# Samsung HDTV 120Hz Automotion with PC Capability?



## zavenger (May 13, 2008)

Hi everyone,

I am looking forward to buy a Samsung HDTV as listed below

http://www.newegg.com/Product/Product.aspx?Item=N82E16889102208

I will mainly use it for my PC to play games...

This TV offers Auto motion plus option... and 120 Hz 

I want to know whether the auto motion plus and 120 hz will works for

PC Gaming... because if it doesn't

then I will get one without auto motion plus and 120 hz...

Thank you


----------



## ebackhus (Apr 21, 2005)

There is a great amount of debate as to whether the 120Hz helps or hinders. I personally do not like it one little bit.

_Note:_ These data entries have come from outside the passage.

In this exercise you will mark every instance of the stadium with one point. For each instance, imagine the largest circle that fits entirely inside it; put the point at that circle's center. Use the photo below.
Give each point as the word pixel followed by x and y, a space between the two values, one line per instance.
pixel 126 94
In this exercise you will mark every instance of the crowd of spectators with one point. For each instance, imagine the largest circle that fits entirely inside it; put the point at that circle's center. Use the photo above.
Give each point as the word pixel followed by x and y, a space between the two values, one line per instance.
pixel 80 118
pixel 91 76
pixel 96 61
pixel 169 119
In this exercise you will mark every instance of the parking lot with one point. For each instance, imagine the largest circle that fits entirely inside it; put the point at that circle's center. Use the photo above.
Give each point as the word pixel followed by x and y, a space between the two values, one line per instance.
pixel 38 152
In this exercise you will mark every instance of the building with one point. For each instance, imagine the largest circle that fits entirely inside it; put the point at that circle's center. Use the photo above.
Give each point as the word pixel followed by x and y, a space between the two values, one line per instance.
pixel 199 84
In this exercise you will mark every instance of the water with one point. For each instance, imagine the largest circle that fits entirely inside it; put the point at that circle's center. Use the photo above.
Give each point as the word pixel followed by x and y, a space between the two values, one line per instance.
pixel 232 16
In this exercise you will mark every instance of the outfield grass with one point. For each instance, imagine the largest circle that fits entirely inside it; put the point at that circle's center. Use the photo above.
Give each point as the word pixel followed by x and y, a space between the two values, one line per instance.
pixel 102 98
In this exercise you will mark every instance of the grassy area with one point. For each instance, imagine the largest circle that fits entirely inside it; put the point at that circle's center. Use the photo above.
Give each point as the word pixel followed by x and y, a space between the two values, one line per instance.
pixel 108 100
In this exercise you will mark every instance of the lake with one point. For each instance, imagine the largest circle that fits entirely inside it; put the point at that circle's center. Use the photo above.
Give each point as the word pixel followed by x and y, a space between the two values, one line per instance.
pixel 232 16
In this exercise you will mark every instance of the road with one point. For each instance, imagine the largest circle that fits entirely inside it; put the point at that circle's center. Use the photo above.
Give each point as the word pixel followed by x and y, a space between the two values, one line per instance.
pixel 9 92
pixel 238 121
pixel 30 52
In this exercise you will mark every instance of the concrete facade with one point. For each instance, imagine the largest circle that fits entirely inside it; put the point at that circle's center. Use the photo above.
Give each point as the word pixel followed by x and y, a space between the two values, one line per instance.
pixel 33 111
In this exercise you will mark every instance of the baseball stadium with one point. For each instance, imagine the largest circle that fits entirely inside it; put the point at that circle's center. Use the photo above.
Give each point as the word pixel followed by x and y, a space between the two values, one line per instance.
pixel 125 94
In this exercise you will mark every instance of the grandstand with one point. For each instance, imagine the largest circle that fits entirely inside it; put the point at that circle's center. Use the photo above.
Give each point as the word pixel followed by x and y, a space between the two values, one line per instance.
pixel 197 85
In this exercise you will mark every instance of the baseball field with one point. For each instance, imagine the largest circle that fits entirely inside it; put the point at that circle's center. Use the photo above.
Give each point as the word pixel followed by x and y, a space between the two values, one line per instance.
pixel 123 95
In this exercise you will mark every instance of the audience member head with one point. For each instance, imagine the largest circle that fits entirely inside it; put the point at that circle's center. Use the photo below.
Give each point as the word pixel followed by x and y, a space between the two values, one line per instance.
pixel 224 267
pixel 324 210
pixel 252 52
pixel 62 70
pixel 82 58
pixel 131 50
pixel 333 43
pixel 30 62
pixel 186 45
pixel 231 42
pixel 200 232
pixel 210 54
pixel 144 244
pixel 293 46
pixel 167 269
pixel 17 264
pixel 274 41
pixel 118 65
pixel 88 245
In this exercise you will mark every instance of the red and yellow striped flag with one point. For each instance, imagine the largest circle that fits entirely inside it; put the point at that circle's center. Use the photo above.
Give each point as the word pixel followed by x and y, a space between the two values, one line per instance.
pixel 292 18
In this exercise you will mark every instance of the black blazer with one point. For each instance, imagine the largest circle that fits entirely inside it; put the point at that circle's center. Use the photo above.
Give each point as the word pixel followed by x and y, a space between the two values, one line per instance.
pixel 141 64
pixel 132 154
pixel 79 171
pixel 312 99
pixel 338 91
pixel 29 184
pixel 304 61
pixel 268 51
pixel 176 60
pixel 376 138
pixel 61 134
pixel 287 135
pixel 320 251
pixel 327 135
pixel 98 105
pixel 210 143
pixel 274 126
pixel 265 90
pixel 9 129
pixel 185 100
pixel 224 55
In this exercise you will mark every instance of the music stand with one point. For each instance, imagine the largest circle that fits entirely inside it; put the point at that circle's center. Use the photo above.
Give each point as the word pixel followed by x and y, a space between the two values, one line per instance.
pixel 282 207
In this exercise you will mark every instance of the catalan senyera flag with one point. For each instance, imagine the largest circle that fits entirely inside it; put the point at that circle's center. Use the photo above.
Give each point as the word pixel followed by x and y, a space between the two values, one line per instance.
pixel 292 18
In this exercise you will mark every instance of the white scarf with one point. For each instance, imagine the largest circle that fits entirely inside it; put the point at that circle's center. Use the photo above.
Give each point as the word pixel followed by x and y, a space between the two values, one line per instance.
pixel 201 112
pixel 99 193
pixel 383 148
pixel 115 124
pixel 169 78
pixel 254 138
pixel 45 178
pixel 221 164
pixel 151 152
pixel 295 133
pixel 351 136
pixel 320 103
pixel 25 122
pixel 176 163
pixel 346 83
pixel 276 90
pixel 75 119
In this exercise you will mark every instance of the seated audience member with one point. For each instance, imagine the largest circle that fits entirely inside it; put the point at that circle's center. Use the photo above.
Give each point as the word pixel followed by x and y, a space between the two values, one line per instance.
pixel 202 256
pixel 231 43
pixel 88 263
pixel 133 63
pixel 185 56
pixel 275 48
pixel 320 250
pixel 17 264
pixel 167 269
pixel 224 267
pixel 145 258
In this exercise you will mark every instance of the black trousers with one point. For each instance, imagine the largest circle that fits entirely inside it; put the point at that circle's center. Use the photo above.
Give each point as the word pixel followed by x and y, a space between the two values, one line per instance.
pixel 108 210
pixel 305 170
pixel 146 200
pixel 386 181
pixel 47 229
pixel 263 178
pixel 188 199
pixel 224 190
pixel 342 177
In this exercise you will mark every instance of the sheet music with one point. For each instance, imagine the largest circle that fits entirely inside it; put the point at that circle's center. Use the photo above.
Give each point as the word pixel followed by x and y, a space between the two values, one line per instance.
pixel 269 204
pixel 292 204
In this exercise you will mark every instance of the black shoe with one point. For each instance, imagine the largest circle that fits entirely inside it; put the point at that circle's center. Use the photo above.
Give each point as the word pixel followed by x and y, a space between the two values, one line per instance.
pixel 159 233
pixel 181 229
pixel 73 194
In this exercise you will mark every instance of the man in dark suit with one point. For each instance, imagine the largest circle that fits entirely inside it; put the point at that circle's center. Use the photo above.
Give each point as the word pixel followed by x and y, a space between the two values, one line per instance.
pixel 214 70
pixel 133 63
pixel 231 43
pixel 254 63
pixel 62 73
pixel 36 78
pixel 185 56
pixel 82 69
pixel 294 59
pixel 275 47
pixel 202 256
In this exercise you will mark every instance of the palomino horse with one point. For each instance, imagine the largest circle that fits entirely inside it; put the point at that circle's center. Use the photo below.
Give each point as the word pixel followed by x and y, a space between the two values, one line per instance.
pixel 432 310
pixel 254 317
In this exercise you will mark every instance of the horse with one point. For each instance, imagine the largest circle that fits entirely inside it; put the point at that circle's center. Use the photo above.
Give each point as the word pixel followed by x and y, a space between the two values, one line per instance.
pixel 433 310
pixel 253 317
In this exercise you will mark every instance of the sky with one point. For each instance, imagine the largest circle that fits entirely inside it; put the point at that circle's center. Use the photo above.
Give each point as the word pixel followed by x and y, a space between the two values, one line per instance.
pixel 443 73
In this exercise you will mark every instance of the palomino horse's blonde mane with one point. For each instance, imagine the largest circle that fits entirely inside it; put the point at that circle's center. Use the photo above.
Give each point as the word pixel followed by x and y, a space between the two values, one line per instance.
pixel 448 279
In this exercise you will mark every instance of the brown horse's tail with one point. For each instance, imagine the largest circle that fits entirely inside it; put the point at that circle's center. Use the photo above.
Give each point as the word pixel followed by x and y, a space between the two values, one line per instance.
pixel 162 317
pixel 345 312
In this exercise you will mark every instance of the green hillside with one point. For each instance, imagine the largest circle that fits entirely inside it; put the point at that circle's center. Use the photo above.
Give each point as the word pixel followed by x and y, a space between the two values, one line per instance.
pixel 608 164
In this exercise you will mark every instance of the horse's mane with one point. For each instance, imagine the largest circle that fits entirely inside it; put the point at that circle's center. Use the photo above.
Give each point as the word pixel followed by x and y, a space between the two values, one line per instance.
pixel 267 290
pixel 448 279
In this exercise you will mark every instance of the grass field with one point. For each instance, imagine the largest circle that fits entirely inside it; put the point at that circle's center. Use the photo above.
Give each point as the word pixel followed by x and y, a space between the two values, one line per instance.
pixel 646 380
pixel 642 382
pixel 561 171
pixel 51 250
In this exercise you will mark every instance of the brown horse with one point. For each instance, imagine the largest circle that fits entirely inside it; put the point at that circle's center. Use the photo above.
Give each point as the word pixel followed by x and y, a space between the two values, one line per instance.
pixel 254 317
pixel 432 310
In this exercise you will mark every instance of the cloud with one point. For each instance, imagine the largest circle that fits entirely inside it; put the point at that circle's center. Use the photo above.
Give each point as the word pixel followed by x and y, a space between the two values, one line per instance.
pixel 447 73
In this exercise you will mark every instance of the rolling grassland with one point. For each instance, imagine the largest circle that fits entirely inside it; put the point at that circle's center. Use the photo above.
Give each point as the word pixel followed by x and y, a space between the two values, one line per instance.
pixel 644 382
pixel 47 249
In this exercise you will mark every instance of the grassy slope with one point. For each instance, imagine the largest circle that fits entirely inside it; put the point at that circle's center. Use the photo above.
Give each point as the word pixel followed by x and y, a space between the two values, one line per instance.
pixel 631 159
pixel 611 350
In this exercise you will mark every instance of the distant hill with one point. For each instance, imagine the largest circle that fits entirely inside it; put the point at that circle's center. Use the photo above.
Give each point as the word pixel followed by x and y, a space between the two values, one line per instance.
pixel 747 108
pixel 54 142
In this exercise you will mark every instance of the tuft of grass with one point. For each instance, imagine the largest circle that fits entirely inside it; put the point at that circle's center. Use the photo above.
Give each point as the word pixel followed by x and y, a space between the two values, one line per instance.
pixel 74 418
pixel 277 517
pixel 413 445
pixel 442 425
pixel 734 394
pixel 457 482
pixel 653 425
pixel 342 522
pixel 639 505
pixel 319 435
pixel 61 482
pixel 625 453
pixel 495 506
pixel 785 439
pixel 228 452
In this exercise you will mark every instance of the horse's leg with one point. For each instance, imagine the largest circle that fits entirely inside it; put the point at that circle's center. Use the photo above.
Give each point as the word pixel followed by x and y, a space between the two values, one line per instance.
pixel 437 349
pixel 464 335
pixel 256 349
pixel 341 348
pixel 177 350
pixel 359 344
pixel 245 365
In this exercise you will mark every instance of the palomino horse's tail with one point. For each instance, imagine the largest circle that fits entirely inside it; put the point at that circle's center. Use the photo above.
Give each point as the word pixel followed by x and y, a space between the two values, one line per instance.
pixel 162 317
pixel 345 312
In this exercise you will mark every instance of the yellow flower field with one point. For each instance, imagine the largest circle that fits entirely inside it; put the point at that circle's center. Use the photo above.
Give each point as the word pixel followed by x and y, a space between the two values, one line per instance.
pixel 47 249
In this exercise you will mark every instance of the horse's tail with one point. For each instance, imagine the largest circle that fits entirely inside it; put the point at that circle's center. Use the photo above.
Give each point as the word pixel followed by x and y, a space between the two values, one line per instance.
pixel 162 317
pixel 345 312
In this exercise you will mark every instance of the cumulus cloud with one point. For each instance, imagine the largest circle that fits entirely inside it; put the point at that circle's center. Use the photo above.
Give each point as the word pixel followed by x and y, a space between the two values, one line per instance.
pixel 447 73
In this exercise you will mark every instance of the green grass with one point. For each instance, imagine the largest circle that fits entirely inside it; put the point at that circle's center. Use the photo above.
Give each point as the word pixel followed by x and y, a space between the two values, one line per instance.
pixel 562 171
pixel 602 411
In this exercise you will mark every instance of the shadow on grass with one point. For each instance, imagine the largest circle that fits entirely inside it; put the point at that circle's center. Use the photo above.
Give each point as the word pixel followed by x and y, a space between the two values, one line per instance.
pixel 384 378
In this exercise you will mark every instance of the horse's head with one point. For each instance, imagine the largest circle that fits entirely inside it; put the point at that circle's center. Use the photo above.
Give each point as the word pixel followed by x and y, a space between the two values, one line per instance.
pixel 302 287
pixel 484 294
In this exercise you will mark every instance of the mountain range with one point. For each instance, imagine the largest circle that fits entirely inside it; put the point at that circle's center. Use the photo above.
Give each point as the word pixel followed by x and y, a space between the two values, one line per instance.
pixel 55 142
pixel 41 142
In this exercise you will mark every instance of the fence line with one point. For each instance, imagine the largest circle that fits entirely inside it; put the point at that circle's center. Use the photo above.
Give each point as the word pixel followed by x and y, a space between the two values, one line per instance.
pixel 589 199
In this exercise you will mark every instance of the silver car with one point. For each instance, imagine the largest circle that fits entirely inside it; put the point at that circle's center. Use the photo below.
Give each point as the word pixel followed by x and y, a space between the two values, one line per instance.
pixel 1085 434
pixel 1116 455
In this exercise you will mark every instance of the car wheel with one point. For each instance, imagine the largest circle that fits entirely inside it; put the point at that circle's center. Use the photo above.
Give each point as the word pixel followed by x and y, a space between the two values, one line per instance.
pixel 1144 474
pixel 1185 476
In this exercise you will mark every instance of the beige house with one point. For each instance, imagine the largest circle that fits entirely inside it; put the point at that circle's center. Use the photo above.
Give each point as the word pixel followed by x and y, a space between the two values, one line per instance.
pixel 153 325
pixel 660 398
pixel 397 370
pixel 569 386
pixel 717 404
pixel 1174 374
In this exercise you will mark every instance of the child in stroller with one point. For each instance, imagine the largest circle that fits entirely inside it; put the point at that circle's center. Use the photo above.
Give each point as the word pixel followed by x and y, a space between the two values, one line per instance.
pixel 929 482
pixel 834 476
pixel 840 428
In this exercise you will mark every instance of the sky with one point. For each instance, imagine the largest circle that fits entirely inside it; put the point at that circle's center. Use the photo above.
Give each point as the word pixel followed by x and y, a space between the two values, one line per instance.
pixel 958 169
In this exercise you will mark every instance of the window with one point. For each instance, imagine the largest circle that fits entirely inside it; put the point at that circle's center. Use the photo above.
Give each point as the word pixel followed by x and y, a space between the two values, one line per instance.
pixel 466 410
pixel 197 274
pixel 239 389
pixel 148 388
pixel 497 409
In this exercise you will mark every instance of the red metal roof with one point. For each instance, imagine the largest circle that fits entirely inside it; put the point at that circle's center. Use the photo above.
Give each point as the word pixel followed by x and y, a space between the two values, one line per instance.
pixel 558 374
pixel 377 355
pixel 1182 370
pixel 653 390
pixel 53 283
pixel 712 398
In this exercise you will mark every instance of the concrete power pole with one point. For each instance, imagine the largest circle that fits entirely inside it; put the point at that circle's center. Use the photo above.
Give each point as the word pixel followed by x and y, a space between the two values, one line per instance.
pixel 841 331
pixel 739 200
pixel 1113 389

On LCDs it looks bad because of ghosting.


----------



## Leviathanblue (May 17, 2008)

It depends on the processor interjecting the the median frame between the two.. I have heard (not experienced) that Samsung's 650 and 750 processor is the best, especially for the PC. It has issues (as all 120hz do right now) with complex and rapid changes that occur between frames, as it cannot match an appropriate middle ground that your eye believes when seeing. This is usually with rapid frame changes in movies or HDTV that sometimes gives viewers an (unrealistic feel) but too fast to notice really why. Gaming graphics however are much more linear in transfer of pixel data, easy for the processor to create the best median frame. I would get the Samsung JUST for the PC aspect


----------



## zavenger (May 13, 2008)

Thank you very much!

Now I can be decisive... ^o^


----------